O processo de violência sexual intrafamiliar
contra crianças e adolescentes pode ser entendido por vitimização primária, na
medida em que no âmbito procedimental-investigatório constata-se outro tipo de vitimização, em que
a violência é causada pelo sistema de justiça penal que viola outros direitos, vitimizando novamente a criança ou o adolescente.
Essa revitimização denomina-sevitimização secundária, que outra coisa não é senão a violência institucional do
sistema processual penal, fazendo das vítimas infantojuvenis novas
vítimas, agora do estigma processual-investigatório; a violência do sistema pode
dificultar (senão até inviabilizar) o processo de superação do trauma,
provocando ainda uma sensação de frustração, impotência e desamparo com o
sistema de controle social, aumentando o descrédito e a desconfiança nas
instituições de justiça criminal.
O abuso sexual intrafamiliar
é um dos temas mais sensíveis da realidade social e criminal nos tempos atuais,
principalmente porque se sabe que as consequências para as crianças e os
adolescentes abusados sexualmente são perenes, colocando em risco o equilíbrio
biopsicossocial para o resto de suas vidas. Um dos aspectos mais complexos,
tanto do ponto de vista jurídico como criminológico, é relativo à posição dessa
vítima criança/adolescente como testemunha no processo penal. É comum, tanto no
Brasil como no exterior, que crianças e adolescentes sejam chamadas a depor em
processos judiciais criminais para falar sobre situações de violência que sofreram. Essa fala das crianças e dos adolescentes no
momento da audiência integra o acervo probatório processual. Ocorre, porém,
que, em razão da forma tradicional de inquirição das
vítimas e testemunhas de crime sexual, quando crianças e adolescentes, pode
ampliar a violência por aquelas experimentadas, configurando o que denominamos
de vitimização secundária.

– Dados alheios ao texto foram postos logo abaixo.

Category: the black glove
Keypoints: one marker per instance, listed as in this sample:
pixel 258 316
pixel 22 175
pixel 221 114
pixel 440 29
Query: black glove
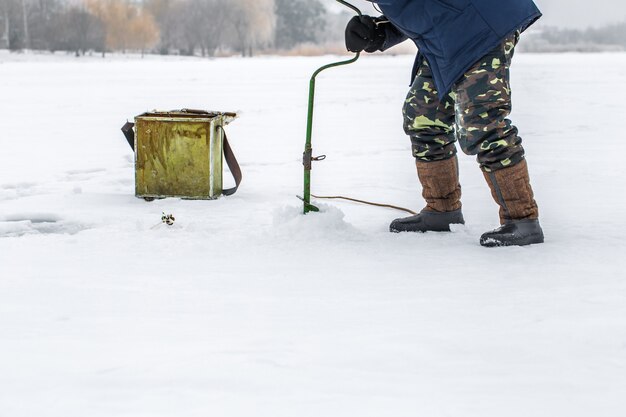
pixel 363 34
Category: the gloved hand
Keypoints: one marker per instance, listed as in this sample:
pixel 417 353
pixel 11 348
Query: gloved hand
pixel 362 34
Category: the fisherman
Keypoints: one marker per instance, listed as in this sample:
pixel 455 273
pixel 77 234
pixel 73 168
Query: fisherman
pixel 460 91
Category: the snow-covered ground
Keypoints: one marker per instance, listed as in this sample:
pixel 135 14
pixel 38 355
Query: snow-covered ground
pixel 247 308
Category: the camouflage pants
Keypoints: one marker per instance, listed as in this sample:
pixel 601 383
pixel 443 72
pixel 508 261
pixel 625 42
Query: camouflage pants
pixel 474 112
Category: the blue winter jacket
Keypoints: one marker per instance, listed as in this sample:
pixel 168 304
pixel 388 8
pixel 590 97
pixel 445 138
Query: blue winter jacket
pixel 452 35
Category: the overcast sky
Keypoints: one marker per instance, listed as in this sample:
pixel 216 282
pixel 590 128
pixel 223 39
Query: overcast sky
pixel 569 13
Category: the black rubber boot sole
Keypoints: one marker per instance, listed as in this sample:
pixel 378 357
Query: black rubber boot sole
pixel 514 233
pixel 427 221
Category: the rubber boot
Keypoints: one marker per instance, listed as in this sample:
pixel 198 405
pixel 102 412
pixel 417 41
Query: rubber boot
pixel 442 192
pixel 519 214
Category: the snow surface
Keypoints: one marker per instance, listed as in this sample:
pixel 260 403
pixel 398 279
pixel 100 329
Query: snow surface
pixel 245 307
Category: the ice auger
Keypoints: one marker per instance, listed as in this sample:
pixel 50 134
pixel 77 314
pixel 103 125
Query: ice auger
pixel 308 157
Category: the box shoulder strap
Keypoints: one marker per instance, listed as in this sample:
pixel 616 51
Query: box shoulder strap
pixel 233 165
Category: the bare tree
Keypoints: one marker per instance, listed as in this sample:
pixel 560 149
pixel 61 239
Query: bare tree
pixel 253 23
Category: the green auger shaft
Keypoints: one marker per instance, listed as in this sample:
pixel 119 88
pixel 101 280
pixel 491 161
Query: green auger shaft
pixel 308 149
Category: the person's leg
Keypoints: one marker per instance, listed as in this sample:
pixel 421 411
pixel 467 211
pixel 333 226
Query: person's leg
pixel 483 103
pixel 429 123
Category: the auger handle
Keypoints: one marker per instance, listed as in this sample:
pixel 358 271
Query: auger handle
pixel 308 150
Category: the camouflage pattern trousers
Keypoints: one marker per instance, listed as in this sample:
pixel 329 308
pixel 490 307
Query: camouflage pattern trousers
pixel 474 112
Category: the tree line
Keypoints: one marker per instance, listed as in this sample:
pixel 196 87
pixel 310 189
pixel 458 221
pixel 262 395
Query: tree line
pixel 186 27
pixel 611 37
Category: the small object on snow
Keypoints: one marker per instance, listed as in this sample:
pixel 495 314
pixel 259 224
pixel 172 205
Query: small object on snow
pixel 168 219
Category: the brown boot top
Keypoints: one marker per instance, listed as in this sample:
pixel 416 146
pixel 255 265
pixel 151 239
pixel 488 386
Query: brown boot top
pixel 510 188
pixel 440 184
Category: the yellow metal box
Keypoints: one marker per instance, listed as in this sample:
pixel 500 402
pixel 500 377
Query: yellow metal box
pixel 180 154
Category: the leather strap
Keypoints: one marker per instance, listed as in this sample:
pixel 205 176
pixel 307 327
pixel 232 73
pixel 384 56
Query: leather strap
pixel 233 165
pixel 231 161
pixel 129 134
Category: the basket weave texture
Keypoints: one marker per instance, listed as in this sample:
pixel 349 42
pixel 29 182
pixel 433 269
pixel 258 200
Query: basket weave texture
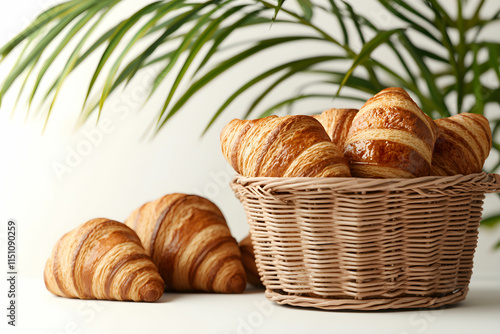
pixel 365 244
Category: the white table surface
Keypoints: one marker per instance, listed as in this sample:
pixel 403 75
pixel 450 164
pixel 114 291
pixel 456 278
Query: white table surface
pixel 41 312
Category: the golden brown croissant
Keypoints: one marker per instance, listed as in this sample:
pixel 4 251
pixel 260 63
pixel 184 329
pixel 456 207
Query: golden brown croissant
pixel 248 259
pixel 463 144
pixel 337 123
pixel 102 259
pixel 190 242
pixel 390 137
pixel 281 146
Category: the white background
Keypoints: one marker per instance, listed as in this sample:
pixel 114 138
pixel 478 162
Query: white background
pixel 121 170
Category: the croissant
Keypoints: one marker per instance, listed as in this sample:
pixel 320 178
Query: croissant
pixel 190 242
pixel 390 137
pixel 463 144
pixel 248 259
pixel 337 123
pixel 102 259
pixel 281 146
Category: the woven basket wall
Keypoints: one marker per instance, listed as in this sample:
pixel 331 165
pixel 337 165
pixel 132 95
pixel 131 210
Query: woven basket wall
pixel 365 244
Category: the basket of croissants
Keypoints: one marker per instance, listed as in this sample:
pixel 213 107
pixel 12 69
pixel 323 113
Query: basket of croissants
pixel 376 208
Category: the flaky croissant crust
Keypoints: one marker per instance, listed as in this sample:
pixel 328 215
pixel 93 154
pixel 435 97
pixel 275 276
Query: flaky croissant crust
pixel 190 242
pixel 281 147
pixel 102 259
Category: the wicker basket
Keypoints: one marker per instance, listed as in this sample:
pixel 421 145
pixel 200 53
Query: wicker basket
pixel 365 244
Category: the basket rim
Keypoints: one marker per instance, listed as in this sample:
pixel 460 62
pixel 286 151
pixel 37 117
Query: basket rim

Esse aspecto levou à
elaboração do Projeto de Lei n. 4.126/2004 que propõe a alteração do Estatuto
da Criança e do Adolescente, recomendando o modelo alternativo de inquirição conforme o projeto depoimento sem dano,
criado por operadores do direito de Porto Alegre e utilizado no 2º Juizado
da Infância e Juventude dessa capital.
O debate sobre o tema
está estabelecido. Deve refletir e discutir sobre a possibilidade de redução de danos às vítimas e
testemunhas no processo judicial, gerando novas perspectivas de
conhecimento teórico e prático; deve-se buscar uma discussão interdisciplinar
através da abordagem jurídica, psicológica e da assistência social,
entrecruzando os amplos domínios do social, da ciência, do jurídico, da ética e
do psicológico, oferecendo uma linguagem comum/especial indispensável para
trabalhar no campo da violência familiar. Na realidade, propõe-se diferentes
olhares sobre o mesmo tema, mas todos preocupados em preservar a dignidade humana como um
direito fundamental também
e especialmente aos infantojuvenis, aos quais, ao longo da vigência do atual
diploma legal (ECA) lhes tem sido sonegados os direitos e garantias processuais-criminais que a Constituição Federal
assegura a todos, inclusive aos piores delinquentes adultos. O
fundamental é que se perceba de uma vez por todas que crianças e adolescentes,
vítimas de violência sexual, intrafamiliar ou não, antes de objeto de investigação e demeio de prova, são,
acima de tudo, sujeitos de direitos, e que a sociedade, em nenhuma
hipótese, tem o direito de revitimizá-los, seja a pretexto da busca da mitológica verdade real, seja
para assegurar a mais ampla defesa do eventual acusado.
A prova, de culpa ou
de inocência, deve ser buscada por todo e qualquer outro meio moralmente
legítimo e não vedado em lei, desde que não se queira arrancá-la de quem já foi vitimizado pela
violência sexual sofrida. Não se pode esquecer de sua vulnerabilidade natural, que é somatizada pela
peculiar circunstância do trauma sofrido pela violência sexual de que fora
vítima. A ausência de outras provas ou a impossibilidade de produzi-las com a
idoneidade que exige uma decisão acusatória tampouco justificam que se revitimize os
infantojuvenis que não podem ser duplamente punidos pela incompetência ou
ineficiência do sistema repressivo penal. Em outros termos, que o Estado cure
suas chagas buscando aprimorar seu sistema investigativo penal, sem, contudo,
punir duplamente os infantojuvenis a quem a Constituição Federal assegura
proteção especial.
Enfim, o debate está
colocado, mas é fundamental que se encontre as respostas necessárias,
corajosamente, com posição firme em prol da cidadania, da dignidade da pessoa
humana e, sobretudo, da garantia do respeito aos direitos de crianças e
adolescentes, com a conscientização do Judiciário e do Ministério Público de
que, nesse campo, precisam modernizar sua filosofia, e conscientizar-se de que
não poderão continuar revitimizando crianças
e adolescentes sob o pretexto da busca da verdade real. Procurem-na, mas com
outros meios, e sem revitimizá-los com
equivocadas e prepotentes formas de inquiri-las.
Em outros termos, que a
proteção de menores vulneráveis, neste art. 217-A, não sirva para
que as autoridades repressivas (Ministério Público, Polícia e Poder Judiciário)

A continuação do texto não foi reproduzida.